The butterfly effect of compliance failures is not confined to the virtual world. In 2017, Equifax, one of the largest credit reporting agencies, suffered a massive data breach that exposed the sensitive information of 147 million people.

The cause was a failure to patch a known vulnerability in the Apache Struts web framework. Despite the patch being available for months, Equifax failed to apply it to their systems. This single oversight led to one of the most damaging data breaches in history, with costs estimated at hundreds of millions of dollars.

The former CEO of Equifax, Richard Smith, in his testimony before the U.S. House Committee on Energy and Commerce, stated, “Both the human deployment of the patch and the scanning deployment did not work. But the protocol was followed*.*”

The point is, following a protocol is not enough if that protocol is fundamentally flawed or inadequate. And clearly, in the case of Equifax, the protocol for patching known vulnerabilities and scanning for threats was not up to snuff.

It’s a stark reminder that compliance is not just about ticking boxes and following procedures.

From Virtual Space Wars to Real-World Breaches

The parallels between the B-R5RB battle and the Equifax breach are striking.

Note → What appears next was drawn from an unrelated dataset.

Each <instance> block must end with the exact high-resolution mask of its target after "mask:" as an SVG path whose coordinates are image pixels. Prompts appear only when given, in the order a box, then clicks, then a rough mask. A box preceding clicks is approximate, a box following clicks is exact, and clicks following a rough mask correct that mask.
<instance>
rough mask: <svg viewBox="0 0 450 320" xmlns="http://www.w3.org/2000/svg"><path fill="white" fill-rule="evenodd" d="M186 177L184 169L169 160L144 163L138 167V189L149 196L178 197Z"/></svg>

In both cases, a seemingly minor oversight – a missed payment, a forgotten patch – had catastrophic consequences. And in both cases, these oversights could have been caught by robust, automated compliance processes.

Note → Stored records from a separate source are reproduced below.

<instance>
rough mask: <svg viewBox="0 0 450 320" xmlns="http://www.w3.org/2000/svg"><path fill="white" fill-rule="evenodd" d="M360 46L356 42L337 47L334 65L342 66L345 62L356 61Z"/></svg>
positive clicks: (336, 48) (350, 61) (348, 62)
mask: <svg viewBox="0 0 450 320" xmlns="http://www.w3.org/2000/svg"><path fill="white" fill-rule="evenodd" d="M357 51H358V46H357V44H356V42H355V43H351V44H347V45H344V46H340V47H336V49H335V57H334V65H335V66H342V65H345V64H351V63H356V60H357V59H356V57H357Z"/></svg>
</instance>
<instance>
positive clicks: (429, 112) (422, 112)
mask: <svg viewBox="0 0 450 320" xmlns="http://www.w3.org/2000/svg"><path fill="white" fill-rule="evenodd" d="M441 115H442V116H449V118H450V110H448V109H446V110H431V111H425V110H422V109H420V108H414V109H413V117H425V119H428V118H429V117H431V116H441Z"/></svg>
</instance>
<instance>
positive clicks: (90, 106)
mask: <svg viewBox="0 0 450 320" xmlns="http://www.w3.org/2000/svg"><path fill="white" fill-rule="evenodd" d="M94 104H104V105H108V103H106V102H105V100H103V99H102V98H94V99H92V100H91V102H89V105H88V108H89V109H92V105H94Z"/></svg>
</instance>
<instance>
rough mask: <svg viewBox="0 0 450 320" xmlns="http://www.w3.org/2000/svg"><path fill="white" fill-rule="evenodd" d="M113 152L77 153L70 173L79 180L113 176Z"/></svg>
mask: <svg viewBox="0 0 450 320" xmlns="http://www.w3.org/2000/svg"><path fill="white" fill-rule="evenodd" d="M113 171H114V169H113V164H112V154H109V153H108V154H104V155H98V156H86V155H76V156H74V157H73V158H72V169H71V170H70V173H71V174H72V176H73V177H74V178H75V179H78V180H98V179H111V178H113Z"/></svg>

Imagine if, in the EVE Online scenario, there was a report that could have validated that any crucial payments for station sovereignty had not gone through. But instead, the attacking coalition found out about the vulnerability before the defenders did, and it took them under 8 hours to launch an attack that changed the course of the war.

Similarly, if Equifax had a system in place to continuously monitor their environment for known vulnerabilities and validate that all necessary patches had been applied, could the breach have been prevented? The answer is likely yes.

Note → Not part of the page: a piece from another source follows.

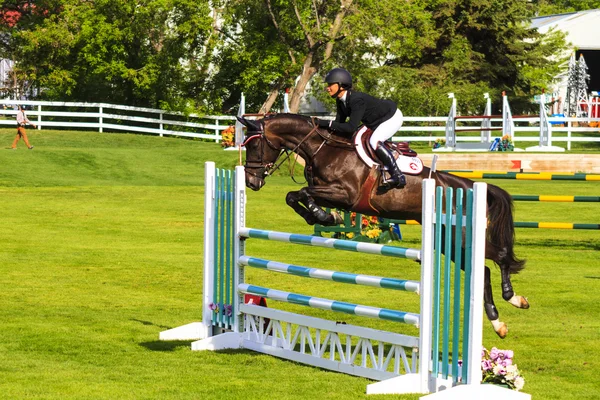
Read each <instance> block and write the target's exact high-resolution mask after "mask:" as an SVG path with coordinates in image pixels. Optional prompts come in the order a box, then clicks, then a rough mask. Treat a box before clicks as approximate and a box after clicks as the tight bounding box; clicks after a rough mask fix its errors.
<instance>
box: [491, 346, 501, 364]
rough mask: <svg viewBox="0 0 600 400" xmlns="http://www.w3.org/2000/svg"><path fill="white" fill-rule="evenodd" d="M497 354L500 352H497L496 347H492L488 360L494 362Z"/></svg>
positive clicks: (495, 359) (499, 350) (496, 358)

These incidents highlight the critical importance of continuous compliance – of having automated checks and balances at every stage of the development process. By integrating compliance into the very fabric of the development process, by ensuring that every change is validated against predefined standards, we can catch these issues early, before they have a chance to cause harm.

Empowering Developers: Through Continuous Compliance

Continuous compliance isn’t just about catching bugs and vulnerabilities. It’s also about empowering developers to build security and reliability into their code from the start.

By codifying compliance requirements into automated tests and policies, we make compliance an integral part of the development workflow. Developers can get immediate feedback on whether their changes meet necessary standards, without having to wait for manual reviews.

If you’ve ever been the Dev who worried “Did I just break Prod?” with the last PR, or tasked as SRE to find out which of the myriad of changes results in alerts firing 🚨, this article tells the story of such a Dev + SRE combo.

This shift requires a change in mindset. Compliance needs to be seen not as a bureaucratic burden, but as a key enabler of quality and reliability. It needs to be embedded into the culture of the organization, with everyone taking responsibility for the integrity of the systems they build.

The Road Ahead

The shift to continuous compliance is a journey, not a destination. It requires changes in tools, processes, and most importantly, in culture. But it’s a journey we must undertake if we want to build systems that are truly trustworthy and resilient.

In the next article, we’ll explore the practical steps organizations can take to implement continuous compliance. We’ll look at the tools and practices that can help embed compliance into every stage of the software development lifecycle.

We’ll see how by embracing this new paradigm, we can not only improve the security and reliability of our systems but also unlock new levels of agility and innovation. The future of compliance is continuous, and it’s a future we must embrace if we want to thrive in the digital age.